I have been reading a lot about bias and fairness in AI recently, and one example in particular caught my eye: DALL-E.
DALL-E
DALL-E is a transformers model developed by openAI to generate images from text prompts. It is based on a modified version of GPT-3. DALL-E was originally released in January 2021, and its successor, DALL-E 2, was announced in April 2022.

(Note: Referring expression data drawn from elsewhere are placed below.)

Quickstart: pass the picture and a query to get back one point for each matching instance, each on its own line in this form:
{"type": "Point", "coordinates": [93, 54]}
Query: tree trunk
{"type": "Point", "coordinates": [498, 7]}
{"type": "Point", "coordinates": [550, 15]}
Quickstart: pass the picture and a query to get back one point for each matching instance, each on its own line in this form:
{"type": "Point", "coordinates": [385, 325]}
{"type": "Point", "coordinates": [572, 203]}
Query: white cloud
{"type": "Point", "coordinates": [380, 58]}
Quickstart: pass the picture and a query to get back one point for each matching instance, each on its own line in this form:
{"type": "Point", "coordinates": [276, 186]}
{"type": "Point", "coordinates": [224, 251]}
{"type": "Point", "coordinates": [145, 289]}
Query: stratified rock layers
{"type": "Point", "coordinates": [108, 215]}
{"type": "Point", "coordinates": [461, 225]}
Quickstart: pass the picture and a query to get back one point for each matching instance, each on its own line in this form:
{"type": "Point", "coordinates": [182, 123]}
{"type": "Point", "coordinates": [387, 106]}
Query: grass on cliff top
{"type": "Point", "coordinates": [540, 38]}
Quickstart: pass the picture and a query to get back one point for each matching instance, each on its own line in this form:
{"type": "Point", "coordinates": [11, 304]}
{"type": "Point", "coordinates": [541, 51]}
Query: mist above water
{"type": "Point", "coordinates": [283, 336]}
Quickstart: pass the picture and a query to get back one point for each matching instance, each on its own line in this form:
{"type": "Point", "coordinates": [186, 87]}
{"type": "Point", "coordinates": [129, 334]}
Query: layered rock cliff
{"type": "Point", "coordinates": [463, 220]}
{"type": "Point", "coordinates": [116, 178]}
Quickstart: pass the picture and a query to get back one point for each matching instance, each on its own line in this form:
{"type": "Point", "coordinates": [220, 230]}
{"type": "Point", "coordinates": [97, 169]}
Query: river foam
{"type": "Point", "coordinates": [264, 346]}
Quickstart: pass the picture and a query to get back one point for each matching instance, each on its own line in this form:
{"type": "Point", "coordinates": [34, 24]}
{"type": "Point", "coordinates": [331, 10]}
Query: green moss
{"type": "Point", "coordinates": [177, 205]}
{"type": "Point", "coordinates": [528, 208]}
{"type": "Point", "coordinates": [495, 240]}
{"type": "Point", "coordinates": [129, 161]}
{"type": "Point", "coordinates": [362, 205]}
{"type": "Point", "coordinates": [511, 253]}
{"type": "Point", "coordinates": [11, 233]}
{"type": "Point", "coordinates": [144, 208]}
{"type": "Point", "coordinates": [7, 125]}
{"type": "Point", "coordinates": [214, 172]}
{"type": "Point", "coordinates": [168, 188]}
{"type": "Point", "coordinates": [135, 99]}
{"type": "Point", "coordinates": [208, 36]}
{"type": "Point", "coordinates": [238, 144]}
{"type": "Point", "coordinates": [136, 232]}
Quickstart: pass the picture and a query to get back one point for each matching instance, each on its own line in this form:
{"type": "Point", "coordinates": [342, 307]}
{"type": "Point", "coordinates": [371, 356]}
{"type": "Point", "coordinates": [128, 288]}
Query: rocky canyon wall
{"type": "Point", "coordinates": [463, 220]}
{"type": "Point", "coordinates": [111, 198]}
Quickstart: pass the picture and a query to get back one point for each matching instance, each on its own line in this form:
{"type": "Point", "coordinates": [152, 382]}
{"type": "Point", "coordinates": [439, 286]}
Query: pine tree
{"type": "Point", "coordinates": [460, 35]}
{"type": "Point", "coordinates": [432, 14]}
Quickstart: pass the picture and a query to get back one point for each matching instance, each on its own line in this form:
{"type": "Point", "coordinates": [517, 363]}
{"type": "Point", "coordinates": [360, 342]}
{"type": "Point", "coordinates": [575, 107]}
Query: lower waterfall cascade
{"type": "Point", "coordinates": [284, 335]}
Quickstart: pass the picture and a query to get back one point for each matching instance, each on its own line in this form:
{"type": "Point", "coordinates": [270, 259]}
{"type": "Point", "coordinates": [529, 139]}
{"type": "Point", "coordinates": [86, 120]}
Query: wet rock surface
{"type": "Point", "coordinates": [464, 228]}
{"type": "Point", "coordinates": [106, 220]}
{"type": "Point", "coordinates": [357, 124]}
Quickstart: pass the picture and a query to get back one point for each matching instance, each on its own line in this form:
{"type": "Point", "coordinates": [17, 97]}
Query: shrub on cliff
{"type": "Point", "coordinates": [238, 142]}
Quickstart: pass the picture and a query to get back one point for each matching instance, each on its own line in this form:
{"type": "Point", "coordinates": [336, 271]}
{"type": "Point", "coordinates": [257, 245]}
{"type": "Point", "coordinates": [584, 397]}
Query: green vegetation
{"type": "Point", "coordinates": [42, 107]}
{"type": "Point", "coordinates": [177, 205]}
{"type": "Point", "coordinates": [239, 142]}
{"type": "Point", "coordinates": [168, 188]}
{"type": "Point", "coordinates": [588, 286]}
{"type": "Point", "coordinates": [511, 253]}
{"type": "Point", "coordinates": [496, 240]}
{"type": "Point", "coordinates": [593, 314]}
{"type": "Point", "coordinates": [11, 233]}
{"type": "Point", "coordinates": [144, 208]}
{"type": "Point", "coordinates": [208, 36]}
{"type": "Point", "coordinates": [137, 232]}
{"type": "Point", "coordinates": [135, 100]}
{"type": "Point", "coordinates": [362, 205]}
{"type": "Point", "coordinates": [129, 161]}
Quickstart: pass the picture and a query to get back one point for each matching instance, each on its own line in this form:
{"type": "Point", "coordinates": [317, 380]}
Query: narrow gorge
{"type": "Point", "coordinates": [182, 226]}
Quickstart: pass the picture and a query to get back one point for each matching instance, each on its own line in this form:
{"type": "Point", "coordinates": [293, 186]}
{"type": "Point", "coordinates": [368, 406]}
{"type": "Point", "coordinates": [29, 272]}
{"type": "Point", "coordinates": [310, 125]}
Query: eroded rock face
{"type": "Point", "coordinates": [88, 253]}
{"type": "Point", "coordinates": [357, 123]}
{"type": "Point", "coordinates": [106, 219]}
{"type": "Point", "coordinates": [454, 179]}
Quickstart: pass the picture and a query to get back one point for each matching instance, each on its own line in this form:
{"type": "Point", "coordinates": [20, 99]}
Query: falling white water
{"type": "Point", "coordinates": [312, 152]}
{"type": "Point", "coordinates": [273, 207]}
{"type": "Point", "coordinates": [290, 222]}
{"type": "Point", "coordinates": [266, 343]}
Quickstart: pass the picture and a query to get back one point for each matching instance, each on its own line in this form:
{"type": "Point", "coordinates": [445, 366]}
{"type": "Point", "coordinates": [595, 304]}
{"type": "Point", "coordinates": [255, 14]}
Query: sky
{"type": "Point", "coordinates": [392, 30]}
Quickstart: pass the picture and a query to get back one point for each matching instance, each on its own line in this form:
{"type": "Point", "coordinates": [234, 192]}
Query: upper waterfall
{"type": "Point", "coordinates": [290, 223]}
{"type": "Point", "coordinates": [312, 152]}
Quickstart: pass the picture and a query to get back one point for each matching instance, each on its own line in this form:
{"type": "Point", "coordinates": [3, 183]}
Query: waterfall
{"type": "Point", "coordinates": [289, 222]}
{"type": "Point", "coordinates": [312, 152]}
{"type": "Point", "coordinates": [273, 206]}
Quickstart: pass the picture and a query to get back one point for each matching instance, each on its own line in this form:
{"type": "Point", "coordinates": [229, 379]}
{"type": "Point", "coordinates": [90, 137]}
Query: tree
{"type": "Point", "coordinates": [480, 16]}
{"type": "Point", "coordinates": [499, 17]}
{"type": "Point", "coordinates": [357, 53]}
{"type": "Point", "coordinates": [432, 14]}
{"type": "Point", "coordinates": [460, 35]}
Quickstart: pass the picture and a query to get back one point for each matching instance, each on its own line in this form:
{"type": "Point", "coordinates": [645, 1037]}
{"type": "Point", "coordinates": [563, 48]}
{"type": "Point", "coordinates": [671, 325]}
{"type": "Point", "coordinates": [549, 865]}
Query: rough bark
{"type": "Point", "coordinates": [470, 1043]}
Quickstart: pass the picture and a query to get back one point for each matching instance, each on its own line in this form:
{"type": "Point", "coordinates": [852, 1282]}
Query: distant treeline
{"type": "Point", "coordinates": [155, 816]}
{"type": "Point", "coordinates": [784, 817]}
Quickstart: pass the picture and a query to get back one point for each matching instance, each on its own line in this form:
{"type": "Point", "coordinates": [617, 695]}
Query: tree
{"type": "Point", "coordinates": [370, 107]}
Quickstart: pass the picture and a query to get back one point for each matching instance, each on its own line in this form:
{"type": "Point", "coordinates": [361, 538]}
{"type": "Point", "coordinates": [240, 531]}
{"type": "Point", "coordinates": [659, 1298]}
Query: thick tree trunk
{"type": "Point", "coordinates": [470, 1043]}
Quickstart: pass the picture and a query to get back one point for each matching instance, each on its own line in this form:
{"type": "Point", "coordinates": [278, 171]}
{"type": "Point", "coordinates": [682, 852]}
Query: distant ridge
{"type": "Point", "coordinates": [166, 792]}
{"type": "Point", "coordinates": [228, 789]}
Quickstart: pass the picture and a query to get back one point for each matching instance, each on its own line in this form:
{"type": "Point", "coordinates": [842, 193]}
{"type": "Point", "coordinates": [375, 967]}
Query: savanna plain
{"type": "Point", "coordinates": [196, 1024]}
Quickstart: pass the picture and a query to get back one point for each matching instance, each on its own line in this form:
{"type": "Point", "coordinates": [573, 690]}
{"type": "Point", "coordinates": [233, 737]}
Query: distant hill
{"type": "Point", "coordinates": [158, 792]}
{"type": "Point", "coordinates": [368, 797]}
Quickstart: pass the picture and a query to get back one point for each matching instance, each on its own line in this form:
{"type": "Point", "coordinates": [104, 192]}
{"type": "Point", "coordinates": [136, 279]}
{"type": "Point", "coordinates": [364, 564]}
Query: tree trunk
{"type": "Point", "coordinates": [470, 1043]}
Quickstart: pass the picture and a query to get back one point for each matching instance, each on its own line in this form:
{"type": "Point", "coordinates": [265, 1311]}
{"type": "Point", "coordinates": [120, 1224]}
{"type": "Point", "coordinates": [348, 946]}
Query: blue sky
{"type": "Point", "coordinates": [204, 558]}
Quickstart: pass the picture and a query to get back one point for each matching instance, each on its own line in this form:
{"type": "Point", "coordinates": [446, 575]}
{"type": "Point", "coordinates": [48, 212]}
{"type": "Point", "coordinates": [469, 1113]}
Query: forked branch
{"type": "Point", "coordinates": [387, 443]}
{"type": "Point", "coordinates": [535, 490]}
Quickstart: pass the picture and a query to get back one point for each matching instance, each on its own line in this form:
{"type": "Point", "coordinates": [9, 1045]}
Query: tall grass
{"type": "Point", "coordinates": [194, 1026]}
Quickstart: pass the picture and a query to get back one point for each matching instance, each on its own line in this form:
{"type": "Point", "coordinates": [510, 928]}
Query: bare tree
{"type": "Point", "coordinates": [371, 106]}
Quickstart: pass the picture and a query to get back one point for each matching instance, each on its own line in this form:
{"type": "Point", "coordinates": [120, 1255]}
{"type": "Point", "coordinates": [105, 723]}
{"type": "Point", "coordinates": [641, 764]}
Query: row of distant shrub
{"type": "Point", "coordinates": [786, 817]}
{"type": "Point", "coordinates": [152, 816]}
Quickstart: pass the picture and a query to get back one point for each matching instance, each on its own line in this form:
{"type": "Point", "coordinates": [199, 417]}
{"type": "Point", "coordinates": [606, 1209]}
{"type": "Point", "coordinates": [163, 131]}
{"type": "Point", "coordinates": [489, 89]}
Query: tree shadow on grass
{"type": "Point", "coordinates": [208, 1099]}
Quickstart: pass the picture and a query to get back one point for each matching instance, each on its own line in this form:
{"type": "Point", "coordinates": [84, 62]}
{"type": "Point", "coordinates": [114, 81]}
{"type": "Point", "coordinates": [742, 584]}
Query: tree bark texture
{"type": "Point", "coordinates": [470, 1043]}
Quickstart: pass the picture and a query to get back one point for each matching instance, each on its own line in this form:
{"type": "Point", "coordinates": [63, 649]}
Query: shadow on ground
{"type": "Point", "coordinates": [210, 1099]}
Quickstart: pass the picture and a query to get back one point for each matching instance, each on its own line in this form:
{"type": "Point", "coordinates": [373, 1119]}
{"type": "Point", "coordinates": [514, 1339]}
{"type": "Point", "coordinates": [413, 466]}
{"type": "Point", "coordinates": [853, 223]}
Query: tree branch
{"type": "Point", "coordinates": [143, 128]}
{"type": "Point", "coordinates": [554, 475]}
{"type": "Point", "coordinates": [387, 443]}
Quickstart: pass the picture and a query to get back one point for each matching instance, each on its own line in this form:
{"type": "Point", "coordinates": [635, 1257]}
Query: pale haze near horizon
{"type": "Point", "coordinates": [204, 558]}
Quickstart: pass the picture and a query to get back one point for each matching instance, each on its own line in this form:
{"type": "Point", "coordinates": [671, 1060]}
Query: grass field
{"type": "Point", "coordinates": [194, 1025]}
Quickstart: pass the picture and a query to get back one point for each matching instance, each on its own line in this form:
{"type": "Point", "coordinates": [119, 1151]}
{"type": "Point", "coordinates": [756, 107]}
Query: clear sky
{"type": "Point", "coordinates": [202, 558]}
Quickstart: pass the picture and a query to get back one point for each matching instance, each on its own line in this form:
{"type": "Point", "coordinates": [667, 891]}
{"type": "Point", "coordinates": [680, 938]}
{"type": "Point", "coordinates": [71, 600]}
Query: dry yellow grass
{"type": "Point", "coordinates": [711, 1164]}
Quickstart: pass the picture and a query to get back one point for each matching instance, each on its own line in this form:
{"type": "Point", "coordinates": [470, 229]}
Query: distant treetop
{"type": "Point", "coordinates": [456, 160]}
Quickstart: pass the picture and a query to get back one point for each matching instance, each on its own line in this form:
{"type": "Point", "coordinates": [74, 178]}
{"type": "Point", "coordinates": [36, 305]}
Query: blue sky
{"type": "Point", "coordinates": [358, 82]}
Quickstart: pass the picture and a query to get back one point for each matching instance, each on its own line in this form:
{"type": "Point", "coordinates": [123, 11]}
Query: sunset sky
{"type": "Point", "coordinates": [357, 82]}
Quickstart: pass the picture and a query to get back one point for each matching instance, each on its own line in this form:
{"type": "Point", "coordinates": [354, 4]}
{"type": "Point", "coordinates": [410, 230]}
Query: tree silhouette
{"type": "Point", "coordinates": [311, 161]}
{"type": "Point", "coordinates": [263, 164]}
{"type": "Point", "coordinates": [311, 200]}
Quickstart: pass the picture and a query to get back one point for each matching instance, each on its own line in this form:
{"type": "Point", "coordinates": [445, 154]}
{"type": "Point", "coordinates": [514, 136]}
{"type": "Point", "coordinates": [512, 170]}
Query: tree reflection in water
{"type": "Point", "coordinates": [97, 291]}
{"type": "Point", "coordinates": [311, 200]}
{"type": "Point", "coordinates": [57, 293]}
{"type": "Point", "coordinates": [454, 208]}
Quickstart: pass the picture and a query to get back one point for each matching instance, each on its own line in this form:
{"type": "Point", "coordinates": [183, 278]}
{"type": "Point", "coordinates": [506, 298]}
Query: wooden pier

Like all AI models (except some that might be specifically tuned to avoid this pitfall), DALL-E reflects the biases in its training data. Ask it to represent a lawyer, and you’ll get pictures of a grey-haired white male. If you ask for a nurse instead, all the pictures will represent women. “Convicted criminal” will skew heavily non-caucasian, while “police officer” will be, again, all-white. Although the model is built for fun and games, this perpetuates harmful stereotypes and needs addressing.
Bias mitigation
The team behind DALL-E has made efforts to mitigate this bias, and the recently-released DALL-E 2 should show more diverse pictures (in particular, it was trained on a carefully balanced dataset). There had been suspicions in the community that DALL-E might simply be randomly appending some ethnical background/gender identifiers to prompts in order to produce more diversified results; this has been denied by the creators of the model, who provided more information in a lengthy blog post detailing a two-step approach:
- First, the OpenAI team trained a classifier to filter out violent or sexual content. Filtering these examples out unfortunately has the tendency to create more bias: as an example, even though the dataset contains roughly the same number of men and women, the developers suspect that the women were usually depicted in more explicitly sexual context, thus were filtered out. Thus, filtering appeared to have amplified the gender bias in some representations.
- To mitigate the introduced bias, the developers re-weighted the different classes according to how much had been filtered out. Since the images were labeled, a search for keywords (eg. “man” or “woman”) yielded approximately how many images corresponding to each class was filtered out. As an example, 14% of the images associated with the word “woman” were removed, while only 6% of the ones associated with “man” were.
The problem of regurgitation
During development, the OpenAI team realized that DALL-E was sometimes regurgitating examples in the training dataset. Additionally to hurting performances (after all, DALL-E is supposed to invent new images, not copy existing ones), this could lead to copyright infringement and breach of privacy issues for the people whose picture is present in the dataset.
The regurgitated images presented two interesting features: they were almost all vector graphics (which contain little information and thus are easy to memorize), and, more importantly, all had several near-duplicates in the dataset. Maybe taking out the duplicates would solve the regurgitation problem?
Identifying near duplicated images on such a huge dataset is ridiculously computationally intensive (every image has to be compared to literally every other image), so the developers took a clever approach: they first clustered the datase, then searched for near-duplicates of each image within its cluster.
This seemed to take care of the problem: none of the previously identified prompts (prompts which were present in the training dataset) lead to regurgitated images.
Interestingly, when the developers asked a panel of humans to rate the output of the models (before and after deduplication), they found a slight preference for the model after deduplication.
Thoughts
- The fact that removing sexually explicit content introduced a gender bias is quite interesting (although not that surprising). The filtering model was trained to optimize recall and not precision, so there could have been a somewhat large amount of false positives.
- The model still presents problematic bias, as explicited in the model card, but that did not prevent release to a select audience. Maybe one day the incentives to build fair and balanced models will outweighs the call for fast release of high-performance models.